序章
「……さかき、こっちです」
少女が微笑みながら手招きをしている。
ここは天国でもなければ楽園でもない。畳敷に障子の襖、今となっては少し古風ではあるものの、どこにでもある和室。なのに、中央に座する姿は非日常的ですらあった。
濡れたように艶やかな黒髪、少し垂れた瞳、幼くも整った顔立ちには気品がある。大河ドラマにでもでてきそうな白と紫の御子服、小さな頭にちょこんと乗った冠。
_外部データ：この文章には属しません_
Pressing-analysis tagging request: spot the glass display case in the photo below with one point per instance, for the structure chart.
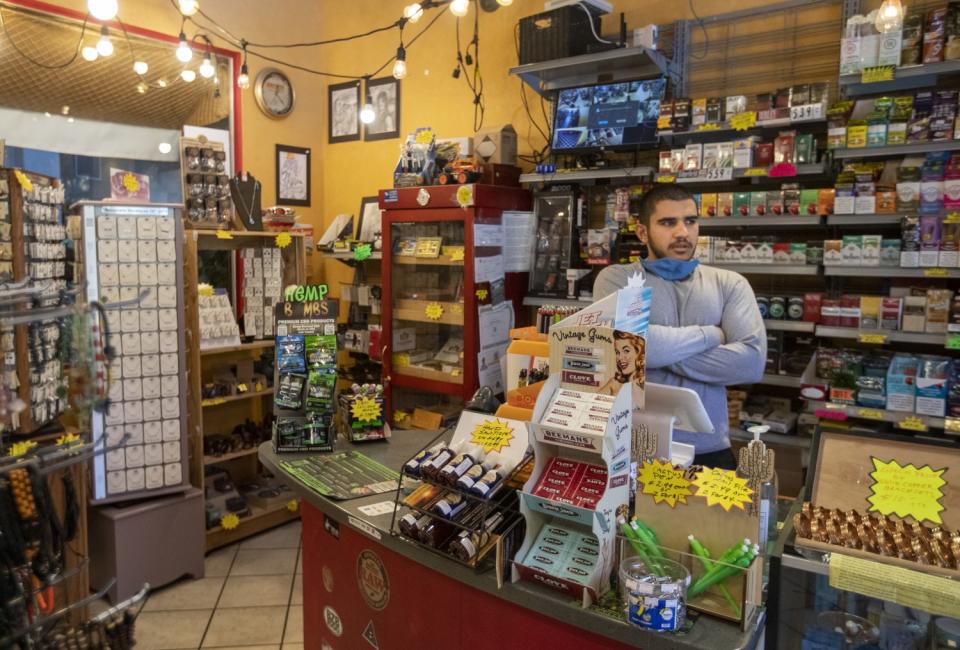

後光すら差しそうな少女は正座をし、自分の太ももを叩く。
ここへ来いという合図だ。
「……どうしたの、ですか?」
いつまでも動かない俺に、少女は悲しげな瞳をする。
冗談じゃない、毎回毎回、同じ手に引っ掛かるか!
「……だめ、ですか?」
「うっ」
「……わたくしのこと……きらいですか?」
「殿下、あの、好きとか嫌いとか、そういう問題ではないと……」
「……ごほうび、なのに」
小さな体が揺れる。
ダメだ、このままでは遠からず瞳からは大粒の涙が溢れる。
どうしてこうなったのか、自分でもわからない。
ただ、コイツが泣くと後々面倒になる。
「……わかりました」
返事をすると表情が一変、ならどんなに分かりやすいだろうか。しかし、現実は頬に朱が差す、程度。最近わかったことだが、コイツの表情変化はかなり微妙だ。
「……」
殿下からは無言ながら早く、早く、とオーラが漂ってくる。ウサミミでも生えていたらパタパタと動いていたことだろう。なぜ例えがウサギかと問われたら、このままでは寂しくて死んでしまいそうだからだ。
―――これも仕事か。
自分に言い聞かせて小さな太ももへ頭を乗せる。
見上げる先には能面のような殿下の顔があるが、目尻が若干下がっているのを見逃してはいけない。
そのままぐりぐりと頭をなで回される。
せっかくセットした髪の毛が台無しだ。
「……」
それでも、微かに聞こえる吐息のような歌と飽きることなく続けられる撫で回しの刑が続くことを考えれば、まぁ仕方ないのかもしれない。
どこで打ち切ろうか、終わりだと言い出した瞬間にまた涙ぐむのだろう。そんなことを思いながら、一時身を委ねる。